With a jerk he reined in his steed.

Of a sudden, the fears that had been squirming below consciousness heaved up their heads and Francesco heard himself cry aloud:

"God! If one's lady of the stars should prove a wanton!"—

The uttered words struck cold upon his ear. He had stopped abruptly, throwing his open palm against the rough bark of a tree. The hurt mixed with the sound of his own voice.
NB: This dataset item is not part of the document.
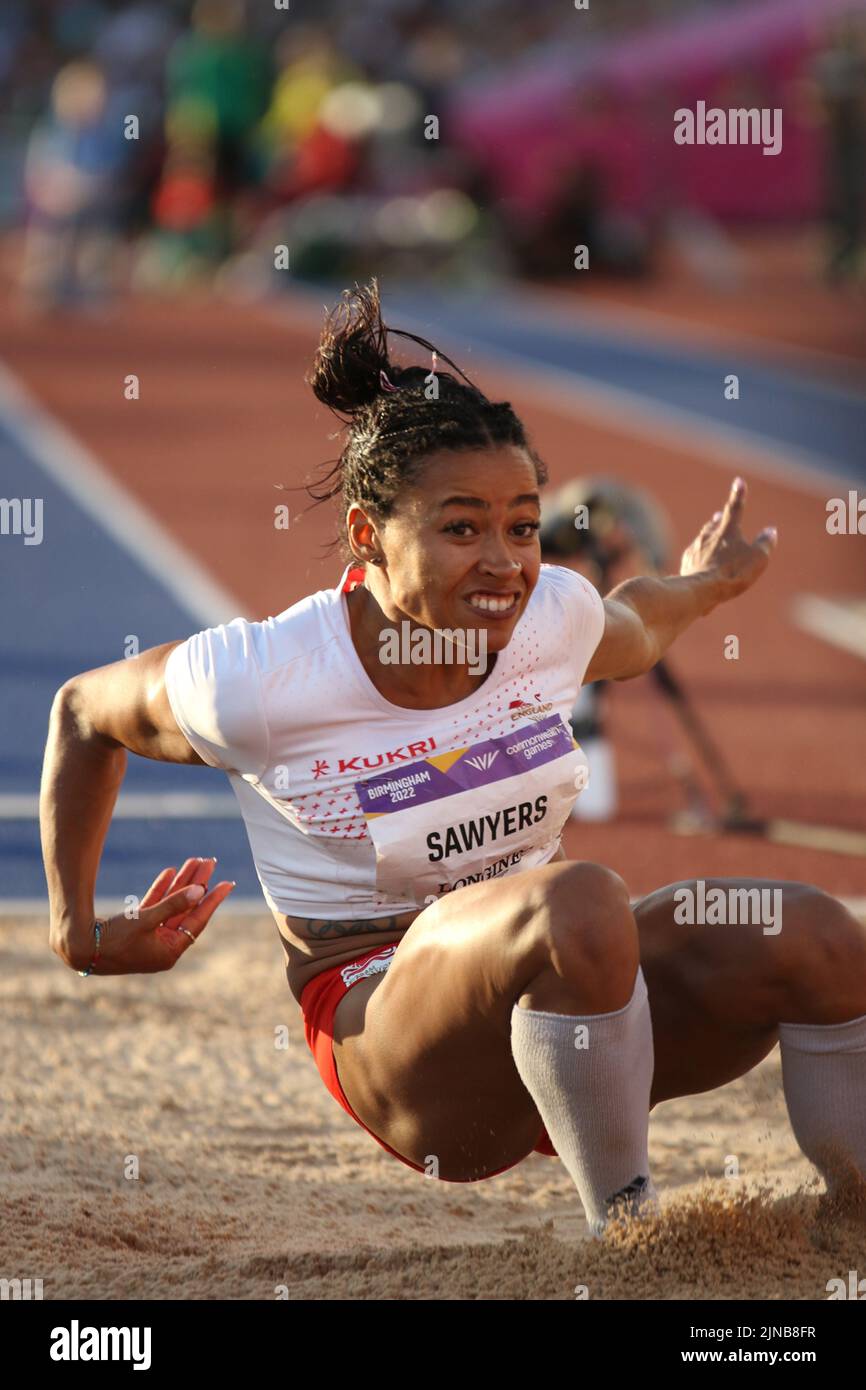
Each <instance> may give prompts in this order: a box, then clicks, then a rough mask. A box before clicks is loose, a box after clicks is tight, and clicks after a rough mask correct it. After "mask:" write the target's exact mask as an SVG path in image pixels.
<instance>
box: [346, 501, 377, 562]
mask: <svg viewBox="0 0 866 1390" xmlns="http://www.w3.org/2000/svg"><path fill="white" fill-rule="evenodd" d="M346 532H348V535H349V545H350V548H352V553H353V555H354V557H356V559H357V560H364V562H368V560H370V559H371V557H373V556H374V555H378V552H379V543H378V535H377V532H375V524H374V523H373V521H371V520H370V517H368V516H367V513H366V512H364V510H363V507H359V505H357V503H356V502H353V503H352V506H350V507H349V512H348V513H346Z"/></svg>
Dismounting, he permitted the disturbed animal to graze in an adjacent meadow-land; then, invaded by the terror of the fact, he flung himself face downward, pressing his cheek into the wet grass, recalling every too significant word and look of the Proserpina of yore, thrilled in his senses by her last glance at him and troubled by a passion he despised. Slowly to the first pain, with which the image of his dream-lady faded, there succeeded another. The friend of his youth, the one woman he loved,—what was befalling her? Was she happy? Had the memory of the past faded from her mind? This pain was sharper than the other, though Francesco knew it not. It healed the pang of fleshly desire.

He called to his steed, mounted, and rode on with a new gravity. According to his curious wont in concrete experience, his relations with Ilaria became the index to wider questionings.
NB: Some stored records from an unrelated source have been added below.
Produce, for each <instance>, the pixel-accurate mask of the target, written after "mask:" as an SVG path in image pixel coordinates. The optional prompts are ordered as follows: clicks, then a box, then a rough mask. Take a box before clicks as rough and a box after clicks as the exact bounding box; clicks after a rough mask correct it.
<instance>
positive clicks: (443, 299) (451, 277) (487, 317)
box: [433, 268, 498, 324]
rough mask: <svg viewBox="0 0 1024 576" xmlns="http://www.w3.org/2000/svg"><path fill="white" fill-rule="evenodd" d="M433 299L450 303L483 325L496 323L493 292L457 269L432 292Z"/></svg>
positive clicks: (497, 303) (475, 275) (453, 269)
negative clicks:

The old spell had been renewed, with a difference, and Francesco found himself trembling on the verge of a genuine passion. Through the mystic reverence which he sought to cultivate towards his lady flashed the allurement of the senses, and an occasional pang of reproach for his own cowardly surrender. He reproached himself bitterly for it, as he rode down the long hill that stretched in uneven rise and fall from Tivoli to Bracciano. Not that it troubled him, to find in his own love an earthly taint; many he knew who had struggled, had conquered, not without salt-tears. But to distrust the brightness of his lady's image; this surely in the annals of high love was a crime unparalleled. He tried to cast the evil thought aside, to exalt at once his love and his ideal. Breathing the morning air, the thing seemed possible. The situation helped; delicate enough to tickle his sense of honor, dramatic enough to absorb fancy.
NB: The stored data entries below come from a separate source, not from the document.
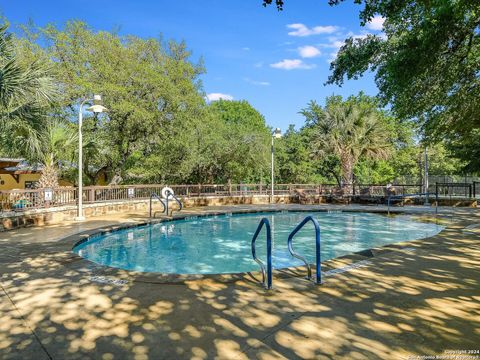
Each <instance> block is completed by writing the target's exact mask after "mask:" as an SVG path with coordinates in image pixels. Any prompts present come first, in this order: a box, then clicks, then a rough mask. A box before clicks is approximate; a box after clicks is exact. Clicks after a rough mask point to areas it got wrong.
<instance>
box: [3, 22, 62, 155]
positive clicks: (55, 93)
mask: <svg viewBox="0 0 480 360" xmlns="http://www.w3.org/2000/svg"><path fill="white" fill-rule="evenodd" d="M7 29H8V25H6V24H5V25H2V26H1V27H0V151H3V152H4V153H6V154H7V155H19V151H18V150H19V149H20V146H19V145H18V141H19V140H21V139H23V138H25V137H28V136H30V135H32V134H34V132H35V131H36V130H37V129H41V128H42V127H43V124H44V122H45V120H46V118H45V114H46V110H47V108H48V107H49V104H50V102H51V100H52V98H53V97H54V96H55V95H56V94H57V92H56V90H55V84H54V81H53V77H52V76H51V73H50V69H49V67H48V65H46V64H45V63H43V62H41V61H27V60H26V59H23V58H22V57H21V56H19V54H18V53H17V52H16V51H15V50H16V49H15V44H14V39H13V37H12V35H11V34H9V33H8V32H7ZM2 148H3V150H2Z"/></svg>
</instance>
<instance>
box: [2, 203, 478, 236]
mask: <svg viewBox="0 0 480 360" xmlns="http://www.w3.org/2000/svg"><path fill="white" fill-rule="evenodd" d="M181 200H182V202H183V204H184V206H185V207H187V208H188V207H198V206H222V205H265V204H269V203H270V197H269V196H268V195H254V196H205V197H195V198H182V199H181ZM431 200H433V199H431ZM326 202H335V201H334V200H333V199H331V198H328V197H326V196H318V195H317V196H308V197H304V198H299V197H298V196H296V195H293V196H290V195H276V196H275V203H277V204H292V203H296V204H298V203H300V204H304V205H313V204H322V203H326ZM359 203H365V202H361V201H359ZM406 203H408V204H413V203H412V202H410V201H408V202H406ZM439 203H440V205H441V206H469V207H472V206H473V207H475V206H477V201H476V200H465V199H460V200H459V199H440V201H439ZM171 206H172V207H173V208H174V209H175V208H176V206H177V205H176V204H174V203H173V204H172V205H171ZM148 207H149V200H128V201H117V202H108V203H96V204H85V205H84V214H85V216H86V217H90V216H99V215H109V214H115V213H125V212H136V213H139V212H143V211H144V212H145V214H146V215H147V214H148V210H149V209H148ZM154 210H161V206H160V205H159V204H158V202H156V204H155V207H154ZM76 215H77V210H76V206H63V207H55V208H49V209H36V210H25V211H12V212H4V213H0V231H5V230H12V229H16V228H19V227H26V226H43V225H47V224H61V223H64V222H66V221H72V220H73V219H74V217H75V216H76Z"/></svg>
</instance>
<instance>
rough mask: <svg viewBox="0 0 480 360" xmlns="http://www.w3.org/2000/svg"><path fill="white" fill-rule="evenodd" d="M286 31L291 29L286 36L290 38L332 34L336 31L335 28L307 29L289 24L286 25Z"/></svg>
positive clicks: (308, 28) (317, 28)
mask: <svg viewBox="0 0 480 360" xmlns="http://www.w3.org/2000/svg"><path fill="white" fill-rule="evenodd" d="M287 28H288V29H292V30H293V31H290V32H289V33H288V35H290V36H310V35H318V34H332V33H334V32H336V31H337V30H338V27H337V26H331V25H328V26H314V27H313V28H309V27H307V26H305V25H304V24H289V25H287Z"/></svg>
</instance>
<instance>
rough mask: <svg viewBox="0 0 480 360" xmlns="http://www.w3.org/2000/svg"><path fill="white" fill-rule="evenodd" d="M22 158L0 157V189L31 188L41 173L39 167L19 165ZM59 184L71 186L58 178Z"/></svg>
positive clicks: (33, 184)
mask: <svg viewBox="0 0 480 360" xmlns="http://www.w3.org/2000/svg"><path fill="white" fill-rule="evenodd" d="M23 162H24V159H11V158H0V191H2V190H17V189H33V188H35V184H36V182H37V181H38V180H39V179H40V176H41V175H42V170H41V168H38V169H37V168H32V167H23V168H22V167H21V166H19V165H20V164H21V163H23ZM59 182H60V186H72V184H71V183H70V182H68V181H65V180H60V181H59Z"/></svg>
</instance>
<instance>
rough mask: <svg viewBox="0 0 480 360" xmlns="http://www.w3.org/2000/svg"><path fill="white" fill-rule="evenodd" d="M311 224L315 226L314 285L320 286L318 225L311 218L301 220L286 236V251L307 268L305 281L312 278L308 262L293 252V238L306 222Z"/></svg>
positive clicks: (319, 226)
mask: <svg viewBox="0 0 480 360" xmlns="http://www.w3.org/2000/svg"><path fill="white" fill-rule="evenodd" d="M309 221H311V222H313V225H314V226H315V260H316V262H315V265H316V271H317V273H316V274H315V275H316V277H315V283H316V284H321V283H322V271H321V255H320V225H319V223H318V221H317V219H315V218H314V217H313V216H311V215H309V216H307V217H306V218H305V219H303V220H302V222H301V223H300V224H298V225H297V226H296V227H295V229H293V231H292V232H291V233H290V235H288V242H287V244H288V251H290V254H292V256H293V257H295V258H297V259H299V260H302V261H303V262H304V263H305V265H306V266H307V279H308V280H310V279H311V278H312V268H311V267H310V264H309V263H308V261H307V260H306V259H305V258H304V257H303V256H300V255H298V254H297V253H296V252H295V251H294V250H293V244H292V242H293V237H294V236H295V235H296V233H297V232H299V231H300V229H301V228H303V226H304V225H305V224H306V223H307V222H309Z"/></svg>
The Ilaria of the ilex-wood grew dim as a fading fresco to Francesco's memory. He saw in her stead the little maid of the old castle of Avellino, whose waywardness, whose bright and ready gaiety had seemed to his more despondent temperament a gift of enchanting sweetness. Thinking of these things, dubious traits vanished from her image; she shone before his eyes, the piteous lady of his desire, and the devotion for which he longed rose ardent within him. It brought a fulness to the throat, to the eyes a smart which he coaxed into a tear. Then he rode on in a happier mood. The dark trees, which crowned the hill, were giving way as he descended to a wood of fresher green.